The artfully messy look of Korine’s films is directly influenced by his catch-as-catch-can style of filmmaking. He said he wasn’t a stickler for continuity yet will almost always do multiple takes. “I’ll shoot almost the entire movie two or three times in different locations because I never know what I’m going to like until I’m cutting and putting it together,” he said, “and it’s a very nontraditional way of covering a film.”

When talking about the start of Korine’s career, Kohn asked about the advice fellow film provocateur, Werner Herzog, gave the young director. “He’d seen an early [cut] before the movie [Gummo] came out,” said Korine. “And then I got a phone call from him, ‘You’re the last foot soldier in the army. And it’s your duty to make film!’ There’s one scene in the movie where the kid is taking a bath in dirty bathwater, and for whatever reason, I taped a piece of raw bacon onto the wall behind his head...And for some reason, Herzog was obsessed with the bacon. ‘How did you do the bacon?’” Korine said he later flew to San Francisco to meet his longtime hero and "we’ve been friends ever since.”

"I try to make movies that are very specific to the way I think I want to see them in the way I want to see them."

Not everyone warmed up to Gummo like Herzog, and Korine remembered what the director told him about handling criticism. “On the one hand, it was winning awards— the landscape of movies was different than it is now. You were really dependent on mostly mainstream publications and criticism. In my mind—I was a kid at 23 or 24—I believed that even people who hated the movie would see merit in the film and that there was goodness in the film. Then The New York Times’ Janet Maslin wrote this article that it was the 'worst movie of the year.' That was in the days of faxes, so I was just looking at this fax and thinking, it’s fucking worse than Eight Heads in a Duffle Bag?! Are you kidding me?!’ He called me laughing, ‘This is the greatest thing for the movie ever. In 10 years, you’ll understand. This is destined for cult status.’ Then he hung up on me.”

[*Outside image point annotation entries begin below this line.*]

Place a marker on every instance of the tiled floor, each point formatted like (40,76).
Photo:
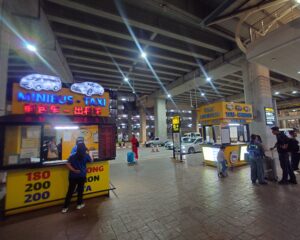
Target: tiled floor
(163,199)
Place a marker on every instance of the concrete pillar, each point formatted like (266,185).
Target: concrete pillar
(4,53)
(160,118)
(257,88)
(143,124)
(195,127)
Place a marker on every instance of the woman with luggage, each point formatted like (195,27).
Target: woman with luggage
(135,146)
(294,150)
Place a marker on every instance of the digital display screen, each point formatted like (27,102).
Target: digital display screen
(242,153)
(270,116)
(210,153)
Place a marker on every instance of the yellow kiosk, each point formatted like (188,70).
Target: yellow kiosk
(39,136)
(225,123)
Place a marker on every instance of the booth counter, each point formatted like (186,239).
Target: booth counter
(227,124)
(41,134)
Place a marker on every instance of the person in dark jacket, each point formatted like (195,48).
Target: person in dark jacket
(256,154)
(282,145)
(294,150)
(77,175)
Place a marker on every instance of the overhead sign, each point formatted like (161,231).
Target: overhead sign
(270,116)
(224,112)
(37,100)
(176,124)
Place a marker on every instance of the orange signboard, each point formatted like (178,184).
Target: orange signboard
(62,102)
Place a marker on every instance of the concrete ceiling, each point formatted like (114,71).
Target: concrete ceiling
(178,36)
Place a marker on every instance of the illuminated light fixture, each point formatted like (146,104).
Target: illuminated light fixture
(234,124)
(66,127)
(31,47)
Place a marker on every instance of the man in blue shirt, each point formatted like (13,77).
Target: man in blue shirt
(77,175)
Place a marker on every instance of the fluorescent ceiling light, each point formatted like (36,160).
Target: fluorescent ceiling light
(66,127)
(31,47)
(234,124)
(143,55)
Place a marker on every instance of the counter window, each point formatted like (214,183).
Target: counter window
(21,145)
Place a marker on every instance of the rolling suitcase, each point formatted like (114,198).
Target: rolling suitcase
(130,157)
(270,170)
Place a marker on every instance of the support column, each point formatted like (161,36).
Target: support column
(195,127)
(143,123)
(160,118)
(257,88)
(4,52)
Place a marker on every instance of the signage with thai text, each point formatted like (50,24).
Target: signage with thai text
(60,102)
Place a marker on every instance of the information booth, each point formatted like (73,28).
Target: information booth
(225,123)
(39,136)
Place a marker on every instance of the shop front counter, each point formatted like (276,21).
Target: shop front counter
(234,154)
(40,187)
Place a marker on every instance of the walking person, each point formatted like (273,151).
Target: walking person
(294,150)
(222,163)
(256,154)
(135,145)
(77,175)
(283,153)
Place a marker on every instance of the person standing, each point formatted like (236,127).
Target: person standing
(294,150)
(77,175)
(134,146)
(222,164)
(282,149)
(256,154)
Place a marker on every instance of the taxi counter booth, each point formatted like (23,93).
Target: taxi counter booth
(35,146)
(225,123)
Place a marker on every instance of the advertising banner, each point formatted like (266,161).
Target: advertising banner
(41,187)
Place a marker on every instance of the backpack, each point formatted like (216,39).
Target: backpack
(254,151)
(293,145)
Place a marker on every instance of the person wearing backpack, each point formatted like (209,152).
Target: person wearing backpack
(294,150)
(256,153)
(282,146)
(135,145)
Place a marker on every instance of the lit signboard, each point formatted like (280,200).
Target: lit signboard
(61,102)
(270,116)
(176,124)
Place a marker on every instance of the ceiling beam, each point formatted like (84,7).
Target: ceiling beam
(162,26)
(203,55)
(126,58)
(128,49)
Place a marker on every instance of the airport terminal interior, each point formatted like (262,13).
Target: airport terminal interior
(149,119)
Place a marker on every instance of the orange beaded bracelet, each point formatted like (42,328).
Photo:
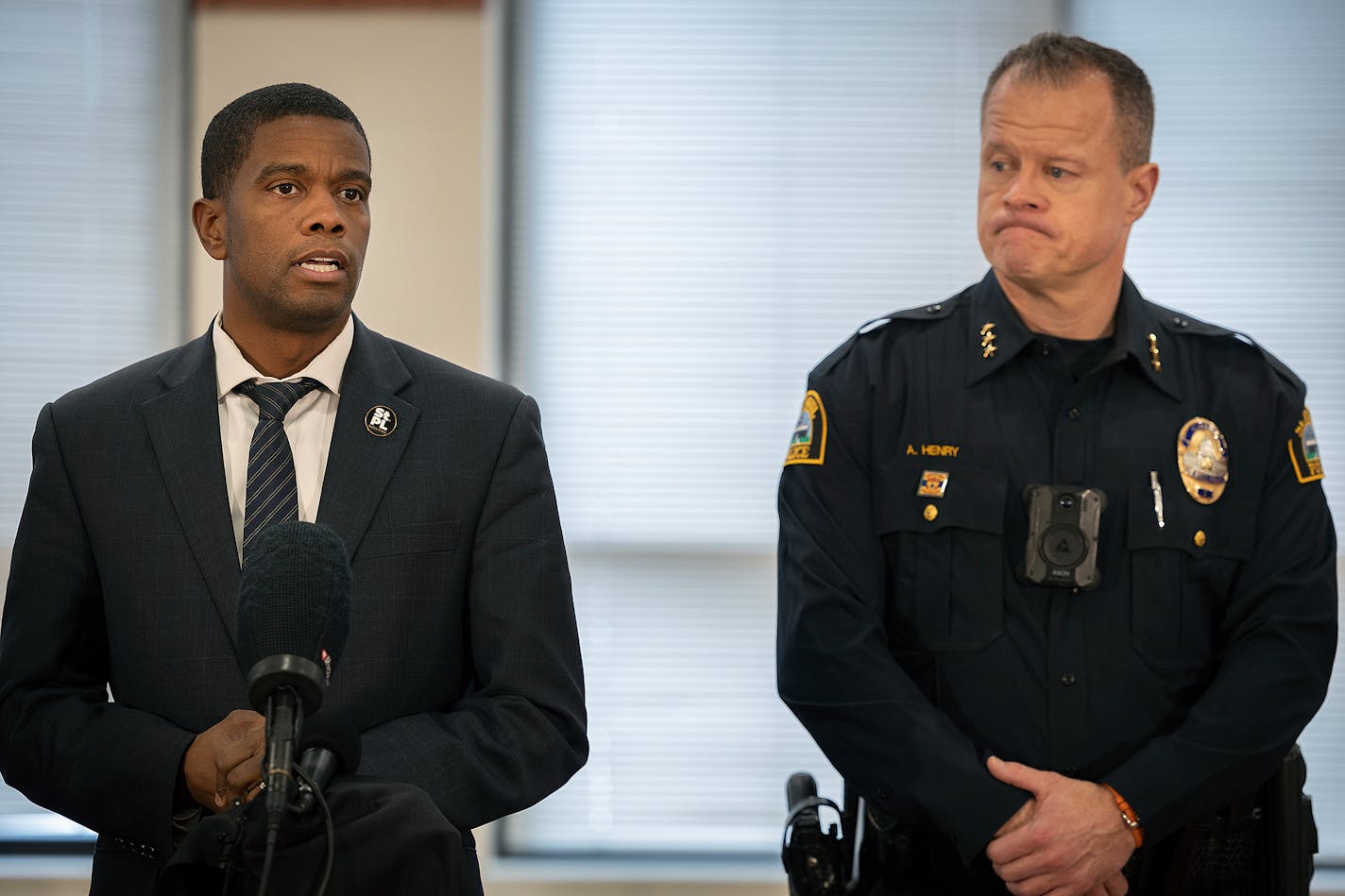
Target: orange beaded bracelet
(1128,816)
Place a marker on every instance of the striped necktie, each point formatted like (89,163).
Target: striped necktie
(272,491)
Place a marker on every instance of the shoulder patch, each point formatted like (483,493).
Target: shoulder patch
(1302,451)
(809,443)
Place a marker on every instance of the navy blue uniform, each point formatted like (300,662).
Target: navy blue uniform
(910,646)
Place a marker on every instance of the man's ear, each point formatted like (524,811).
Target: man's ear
(208,215)
(1142,180)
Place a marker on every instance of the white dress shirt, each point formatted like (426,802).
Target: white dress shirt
(308,425)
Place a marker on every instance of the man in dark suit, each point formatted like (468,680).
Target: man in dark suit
(463,668)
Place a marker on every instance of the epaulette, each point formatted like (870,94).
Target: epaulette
(922,313)
(1183,325)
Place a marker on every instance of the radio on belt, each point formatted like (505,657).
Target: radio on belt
(1063,535)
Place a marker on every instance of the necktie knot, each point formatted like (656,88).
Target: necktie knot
(272,491)
(273,399)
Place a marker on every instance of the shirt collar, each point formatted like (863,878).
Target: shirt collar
(327,367)
(998,334)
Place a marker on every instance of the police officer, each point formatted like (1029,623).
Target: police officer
(1056,570)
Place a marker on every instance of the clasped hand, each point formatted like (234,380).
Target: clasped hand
(1066,839)
(224,762)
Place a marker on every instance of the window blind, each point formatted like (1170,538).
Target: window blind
(705,199)
(92,123)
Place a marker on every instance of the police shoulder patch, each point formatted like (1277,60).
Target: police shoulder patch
(1302,451)
(809,443)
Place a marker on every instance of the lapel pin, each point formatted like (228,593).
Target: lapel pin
(933,483)
(380,421)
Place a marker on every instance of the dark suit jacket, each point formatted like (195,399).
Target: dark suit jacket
(463,664)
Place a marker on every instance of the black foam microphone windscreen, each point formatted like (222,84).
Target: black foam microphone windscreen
(295,595)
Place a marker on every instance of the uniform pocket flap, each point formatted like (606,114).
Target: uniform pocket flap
(1223,529)
(973,499)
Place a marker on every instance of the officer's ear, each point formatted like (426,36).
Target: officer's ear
(208,215)
(1141,183)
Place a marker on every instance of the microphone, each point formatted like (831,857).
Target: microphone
(294,617)
(330,747)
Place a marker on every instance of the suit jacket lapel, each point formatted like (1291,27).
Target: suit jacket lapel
(359,463)
(184,431)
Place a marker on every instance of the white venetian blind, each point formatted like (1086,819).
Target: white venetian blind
(1249,224)
(91,224)
(705,199)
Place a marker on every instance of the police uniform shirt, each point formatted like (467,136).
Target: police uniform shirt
(910,646)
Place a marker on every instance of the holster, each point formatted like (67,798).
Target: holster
(1259,845)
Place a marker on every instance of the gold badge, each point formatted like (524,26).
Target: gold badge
(1202,459)
(932,483)
(1302,451)
(809,443)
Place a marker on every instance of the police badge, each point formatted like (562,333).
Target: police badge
(1202,459)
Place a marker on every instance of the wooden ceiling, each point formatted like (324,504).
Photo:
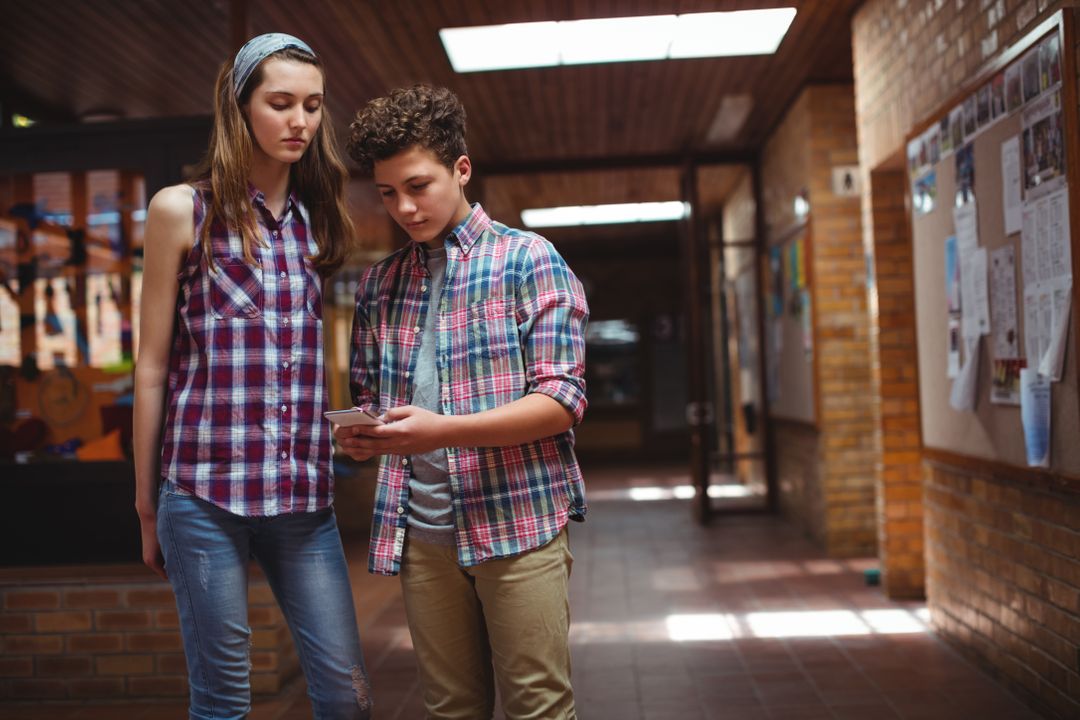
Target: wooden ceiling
(72,59)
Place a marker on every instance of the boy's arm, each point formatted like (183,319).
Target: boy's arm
(552,314)
(364,357)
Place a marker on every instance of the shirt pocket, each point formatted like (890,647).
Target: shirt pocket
(235,289)
(312,290)
(493,333)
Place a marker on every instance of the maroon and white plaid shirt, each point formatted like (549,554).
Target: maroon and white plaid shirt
(244,428)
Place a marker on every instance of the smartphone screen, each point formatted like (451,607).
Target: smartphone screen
(352,417)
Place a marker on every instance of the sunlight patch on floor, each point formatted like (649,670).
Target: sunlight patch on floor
(653,492)
(700,627)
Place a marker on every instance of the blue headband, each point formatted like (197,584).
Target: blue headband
(257,50)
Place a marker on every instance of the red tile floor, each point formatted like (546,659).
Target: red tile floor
(742,620)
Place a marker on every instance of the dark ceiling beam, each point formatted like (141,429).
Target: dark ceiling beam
(16,99)
(240,25)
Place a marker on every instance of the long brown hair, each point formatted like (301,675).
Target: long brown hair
(318,178)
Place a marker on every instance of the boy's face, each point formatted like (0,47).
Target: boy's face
(424,197)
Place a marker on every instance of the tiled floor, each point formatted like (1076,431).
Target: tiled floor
(743,620)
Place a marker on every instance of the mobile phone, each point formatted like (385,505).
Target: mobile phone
(352,417)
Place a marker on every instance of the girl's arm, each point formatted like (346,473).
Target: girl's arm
(170,234)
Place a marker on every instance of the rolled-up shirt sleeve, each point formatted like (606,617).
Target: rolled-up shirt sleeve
(551,315)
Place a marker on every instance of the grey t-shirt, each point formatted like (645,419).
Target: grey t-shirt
(431,518)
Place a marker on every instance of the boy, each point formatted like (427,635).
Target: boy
(471,342)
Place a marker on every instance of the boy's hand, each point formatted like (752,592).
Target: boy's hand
(408,430)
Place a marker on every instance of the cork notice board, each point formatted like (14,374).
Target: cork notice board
(991,432)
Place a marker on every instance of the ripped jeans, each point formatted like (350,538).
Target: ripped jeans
(207,552)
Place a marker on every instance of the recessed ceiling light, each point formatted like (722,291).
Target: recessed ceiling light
(616,39)
(615,214)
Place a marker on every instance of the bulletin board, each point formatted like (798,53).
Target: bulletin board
(790,349)
(991,430)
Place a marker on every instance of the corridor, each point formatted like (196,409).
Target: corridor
(741,621)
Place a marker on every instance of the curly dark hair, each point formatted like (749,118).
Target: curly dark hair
(432,118)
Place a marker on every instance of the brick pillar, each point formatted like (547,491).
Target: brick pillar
(899,472)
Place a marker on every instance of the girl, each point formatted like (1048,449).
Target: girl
(232,456)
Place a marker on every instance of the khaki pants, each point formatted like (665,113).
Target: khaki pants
(510,615)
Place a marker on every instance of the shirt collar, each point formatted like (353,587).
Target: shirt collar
(259,200)
(466,233)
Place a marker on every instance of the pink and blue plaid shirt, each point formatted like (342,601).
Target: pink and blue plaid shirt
(511,322)
(244,428)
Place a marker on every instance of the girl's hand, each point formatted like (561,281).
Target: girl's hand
(151,548)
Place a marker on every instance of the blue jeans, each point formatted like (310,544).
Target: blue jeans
(207,551)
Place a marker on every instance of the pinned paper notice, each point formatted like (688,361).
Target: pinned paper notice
(962,395)
(1011,184)
(1050,364)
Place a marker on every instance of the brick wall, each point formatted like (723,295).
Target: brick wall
(835,502)
(118,637)
(893,363)
(1001,554)
(1003,581)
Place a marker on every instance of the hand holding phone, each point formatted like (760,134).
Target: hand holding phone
(352,417)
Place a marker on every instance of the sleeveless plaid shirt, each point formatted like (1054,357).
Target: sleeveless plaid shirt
(243,424)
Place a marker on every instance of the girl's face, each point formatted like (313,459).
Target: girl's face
(285,109)
(421,194)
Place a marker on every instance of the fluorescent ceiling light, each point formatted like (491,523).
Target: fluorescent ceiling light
(740,32)
(616,39)
(616,214)
(501,46)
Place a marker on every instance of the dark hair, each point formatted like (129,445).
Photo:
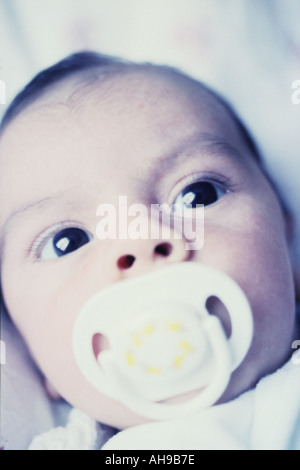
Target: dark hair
(88,60)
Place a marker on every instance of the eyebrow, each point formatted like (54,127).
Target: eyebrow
(200,142)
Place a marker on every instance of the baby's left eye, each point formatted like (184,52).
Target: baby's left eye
(64,242)
(200,192)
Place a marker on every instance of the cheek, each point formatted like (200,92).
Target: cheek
(254,252)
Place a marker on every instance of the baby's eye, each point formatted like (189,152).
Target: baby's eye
(200,192)
(64,242)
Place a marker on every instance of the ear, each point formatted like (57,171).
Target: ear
(290,233)
(51,391)
(297,284)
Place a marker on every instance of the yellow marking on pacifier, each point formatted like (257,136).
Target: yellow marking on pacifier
(137,340)
(130,359)
(174,326)
(148,330)
(185,345)
(154,370)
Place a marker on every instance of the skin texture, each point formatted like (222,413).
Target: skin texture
(146,136)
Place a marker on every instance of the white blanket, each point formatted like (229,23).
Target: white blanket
(266,418)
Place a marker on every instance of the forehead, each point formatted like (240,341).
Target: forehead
(162,100)
(104,127)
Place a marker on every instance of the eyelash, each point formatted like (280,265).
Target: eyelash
(223,182)
(35,249)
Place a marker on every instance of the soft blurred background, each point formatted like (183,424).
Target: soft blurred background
(247,49)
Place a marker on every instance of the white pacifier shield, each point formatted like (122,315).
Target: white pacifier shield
(162,341)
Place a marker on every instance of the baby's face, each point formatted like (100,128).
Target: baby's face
(153,139)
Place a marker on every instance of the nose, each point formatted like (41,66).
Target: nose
(135,257)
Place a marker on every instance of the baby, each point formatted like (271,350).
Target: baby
(90,129)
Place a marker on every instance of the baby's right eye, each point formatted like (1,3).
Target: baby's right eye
(64,242)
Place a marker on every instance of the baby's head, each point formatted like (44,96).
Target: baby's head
(91,129)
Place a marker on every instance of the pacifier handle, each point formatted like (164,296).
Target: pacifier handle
(241,324)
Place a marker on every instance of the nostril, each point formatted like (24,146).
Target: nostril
(126,261)
(163,249)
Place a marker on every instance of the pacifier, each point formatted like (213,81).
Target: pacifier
(162,341)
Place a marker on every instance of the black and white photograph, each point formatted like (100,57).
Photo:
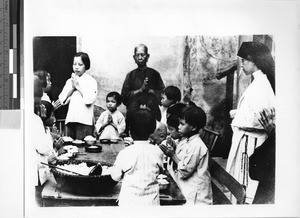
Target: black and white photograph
(158,109)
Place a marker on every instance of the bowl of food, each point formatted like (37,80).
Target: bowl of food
(78,142)
(67,140)
(162,181)
(90,140)
(82,184)
(93,148)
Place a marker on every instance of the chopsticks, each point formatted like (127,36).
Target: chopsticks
(50,165)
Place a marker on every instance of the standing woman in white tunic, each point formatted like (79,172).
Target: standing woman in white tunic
(248,133)
(80,92)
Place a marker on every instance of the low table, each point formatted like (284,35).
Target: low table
(53,196)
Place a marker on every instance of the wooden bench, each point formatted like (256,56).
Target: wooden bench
(223,181)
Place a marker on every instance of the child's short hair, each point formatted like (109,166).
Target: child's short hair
(38,87)
(85,59)
(116,96)
(42,75)
(173,93)
(141,123)
(173,121)
(195,117)
(173,114)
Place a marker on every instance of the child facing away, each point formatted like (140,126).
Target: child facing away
(139,164)
(191,158)
(111,123)
(170,96)
(80,92)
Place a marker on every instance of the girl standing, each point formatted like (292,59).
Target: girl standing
(80,92)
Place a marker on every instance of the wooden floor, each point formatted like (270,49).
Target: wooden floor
(252,185)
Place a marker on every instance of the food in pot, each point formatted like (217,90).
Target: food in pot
(67,139)
(77,141)
(81,168)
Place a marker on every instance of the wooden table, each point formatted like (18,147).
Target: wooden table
(52,195)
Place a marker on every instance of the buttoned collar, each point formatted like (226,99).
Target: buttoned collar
(257,74)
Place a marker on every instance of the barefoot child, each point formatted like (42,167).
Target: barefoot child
(139,164)
(191,158)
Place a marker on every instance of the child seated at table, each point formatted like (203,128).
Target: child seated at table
(170,96)
(159,135)
(111,123)
(191,158)
(140,164)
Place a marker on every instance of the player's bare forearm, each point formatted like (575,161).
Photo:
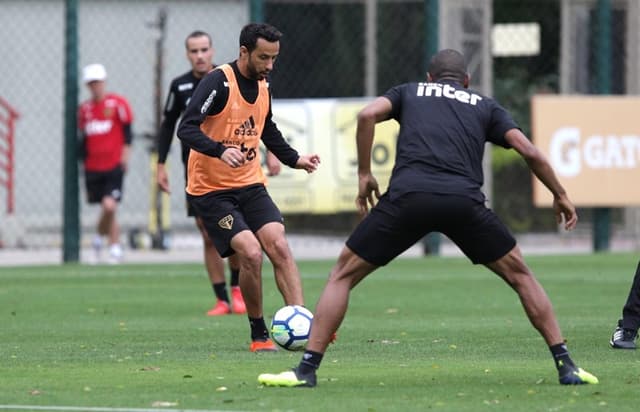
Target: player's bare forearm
(309,163)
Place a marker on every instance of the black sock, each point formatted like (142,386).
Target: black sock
(220,289)
(235,277)
(310,362)
(561,357)
(258,329)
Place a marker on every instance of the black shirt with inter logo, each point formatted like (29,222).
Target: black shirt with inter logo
(443,131)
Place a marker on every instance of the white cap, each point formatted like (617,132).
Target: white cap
(94,72)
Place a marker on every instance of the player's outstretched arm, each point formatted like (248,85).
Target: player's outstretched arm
(308,162)
(564,209)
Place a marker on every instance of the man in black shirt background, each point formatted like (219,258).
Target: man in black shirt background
(436,186)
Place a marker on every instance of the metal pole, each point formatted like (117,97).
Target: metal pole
(256,11)
(431,242)
(71,209)
(371,61)
(602,215)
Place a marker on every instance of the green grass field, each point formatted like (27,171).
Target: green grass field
(421,334)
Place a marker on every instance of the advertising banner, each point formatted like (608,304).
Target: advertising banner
(327,127)
(593,144)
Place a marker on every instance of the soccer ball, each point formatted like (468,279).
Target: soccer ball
(290,327)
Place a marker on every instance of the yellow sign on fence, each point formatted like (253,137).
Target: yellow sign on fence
(327,127)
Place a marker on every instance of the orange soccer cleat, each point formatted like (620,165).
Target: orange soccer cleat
(263,346)
(221,308)
(237,301)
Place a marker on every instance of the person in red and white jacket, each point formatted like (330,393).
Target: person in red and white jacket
(104,122)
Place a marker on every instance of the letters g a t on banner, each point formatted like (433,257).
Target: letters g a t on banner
(593,143)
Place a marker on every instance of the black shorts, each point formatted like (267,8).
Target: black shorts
(102,184)
(391,228)
(228,212)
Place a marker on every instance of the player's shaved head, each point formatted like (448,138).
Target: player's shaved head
(448,64)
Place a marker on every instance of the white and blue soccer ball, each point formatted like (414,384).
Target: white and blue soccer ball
(290,327)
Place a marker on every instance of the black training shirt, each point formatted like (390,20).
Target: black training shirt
(180,92)
(443,130)
(213,86)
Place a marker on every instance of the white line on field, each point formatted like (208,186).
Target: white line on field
(100,409)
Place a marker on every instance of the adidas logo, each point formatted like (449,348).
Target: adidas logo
(247,128)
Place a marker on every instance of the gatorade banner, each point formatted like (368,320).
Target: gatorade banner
(593,144)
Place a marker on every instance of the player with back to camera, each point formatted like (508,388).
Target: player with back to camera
(436,186)
(626,332)
(104,122)
(200,52)
(223,124)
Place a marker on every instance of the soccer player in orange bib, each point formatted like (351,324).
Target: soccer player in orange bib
(223,124)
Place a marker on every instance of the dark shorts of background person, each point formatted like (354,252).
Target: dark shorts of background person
(228,212)
(101,184)
(392,227)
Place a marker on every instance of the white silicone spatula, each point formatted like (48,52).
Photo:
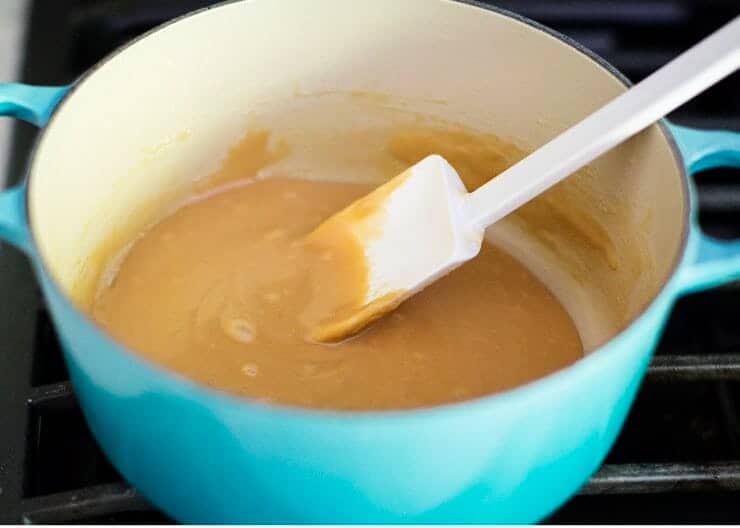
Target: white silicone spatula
(423,223)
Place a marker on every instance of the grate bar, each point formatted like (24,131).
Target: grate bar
(712,367)
(611,479)
(663,478)
(53,395)
(82,504)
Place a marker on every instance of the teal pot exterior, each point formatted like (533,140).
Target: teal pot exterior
(204,456)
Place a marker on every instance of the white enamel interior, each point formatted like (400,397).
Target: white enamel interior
(167,108)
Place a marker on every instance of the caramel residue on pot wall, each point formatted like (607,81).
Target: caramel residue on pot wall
(257,150)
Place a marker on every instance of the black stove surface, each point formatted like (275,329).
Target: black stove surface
(677,459)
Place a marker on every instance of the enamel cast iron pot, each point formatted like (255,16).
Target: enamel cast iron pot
(138,125)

“It’s like everything,” Korine said. “You try to fortify yourself. I try to make movies that are very specific to the way I think I want to see them in the way I want to see them. There’s a specific narrative structure, pacing, antinarrative sometimes, characters...I just do my best. I try to make joy with that. I try to make beautiful images and moments, and then, I put the movies out there. However they’re received in the moment is one thing, and then usually it changes with time...sometimes. I go on and keep making things. I try not to stop and analyze too much because I’m always wrong. I’m just happy to be in a place where I can keep creating. And then, the films eventually find the audience.”